5.10 [eiseres 2] en [eiseres 1] waren direct belanghebbenden bij de aankoop van de grond en de aanvraag van de bouwvergunning. Aangenomen moet worden dat [eiseres 3], als meerderheidsaandeelhoudster, met haar dochtervennootschappen nauw samenwerkte bij dit grote project. [eiseres 2] en [eiseres 1] worden geacht van de inhoud van de overeenkomsten met de gemeente op de hoogte te zijn geweest. Dat zij daadwerkelijk op de hoogte waren blijkt uit het feit, dat [eiseres 1] zich onder druk van art 6 lid 1 van de koopovereenkomst gedwongen voelde te gaan bouwen, omdat anders [eiseres 3] een aanzienlijke boete zou verbeuren (repliek 3.10 ev.).
5.11 Gelet op hetgeen hiervoor onder 5.6 tot en met 5.10 is overwogen, dienen ook [eiseres 2] en [eiseres 1], hoewel zij geen contractuele wederpartijen zijn van de gemeente, op dezelfde wijze als [eiseres 3] artikel 14 van de optieovereenkomst tegen zich te laten gelden. Dit betekent dat zij de gemeente niet aansprakelijk kunnen houden voor de thans gevorderde schade. Alle vorderingen van [eisers] moeten worden afgewezen.
5.12 [eisers] wordt als de in het ongelijk gestelde partij veroordeeld in de kosten van de procedure.

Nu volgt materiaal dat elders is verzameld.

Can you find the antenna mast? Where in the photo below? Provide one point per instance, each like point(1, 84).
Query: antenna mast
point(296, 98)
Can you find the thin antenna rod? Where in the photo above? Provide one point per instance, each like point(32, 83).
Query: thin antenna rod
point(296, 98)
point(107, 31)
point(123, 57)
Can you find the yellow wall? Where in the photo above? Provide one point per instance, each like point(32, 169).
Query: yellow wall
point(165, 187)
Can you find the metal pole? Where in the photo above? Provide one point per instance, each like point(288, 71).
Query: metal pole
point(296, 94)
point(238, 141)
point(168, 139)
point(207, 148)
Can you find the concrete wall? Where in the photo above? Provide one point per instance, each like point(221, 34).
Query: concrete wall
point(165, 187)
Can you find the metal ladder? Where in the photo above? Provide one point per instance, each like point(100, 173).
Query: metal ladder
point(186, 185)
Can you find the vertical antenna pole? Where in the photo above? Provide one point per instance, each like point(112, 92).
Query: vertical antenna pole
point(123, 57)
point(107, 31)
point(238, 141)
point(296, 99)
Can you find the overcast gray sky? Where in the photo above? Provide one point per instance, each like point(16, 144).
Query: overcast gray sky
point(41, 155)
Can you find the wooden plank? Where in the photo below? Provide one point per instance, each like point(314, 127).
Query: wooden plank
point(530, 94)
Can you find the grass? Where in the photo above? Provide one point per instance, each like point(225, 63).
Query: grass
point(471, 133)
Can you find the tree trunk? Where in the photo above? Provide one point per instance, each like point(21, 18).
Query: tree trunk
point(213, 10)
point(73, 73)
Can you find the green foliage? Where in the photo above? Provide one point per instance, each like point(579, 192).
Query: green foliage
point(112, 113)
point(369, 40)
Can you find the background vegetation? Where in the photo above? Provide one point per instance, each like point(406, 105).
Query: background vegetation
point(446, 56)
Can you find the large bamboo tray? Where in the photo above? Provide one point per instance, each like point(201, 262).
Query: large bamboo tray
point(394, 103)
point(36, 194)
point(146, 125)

De kosten aan de zijde van de gemeente worden begroot op:
- griffierecht € 4.784,--
- advocaat € 16.055,-- + 5 punten tarief VIII à € 3.211,--
€ 20.839,--
De wettelijke rente is verschuldigd vanaf 14 dagen na dit vonnis.
6. De beslissing
De rechtbank:
wijst de vorderingen af;
veroordeelt [eisers] in de kosten van het geding, tot op heden aan de zijde van de gemeente begroot op € 20.839,-- met de wettelijke rente daarover vanaf 14 dagen na dit vonnis;
verklaart de kostenveroordeling uitvoerbaar bij voorraad.
Dit vonnis is gewezen door mrs. Halk, Visser en Broeders en uitgesproken ter openbare terechtzitting van woensdag 31 maart 2010.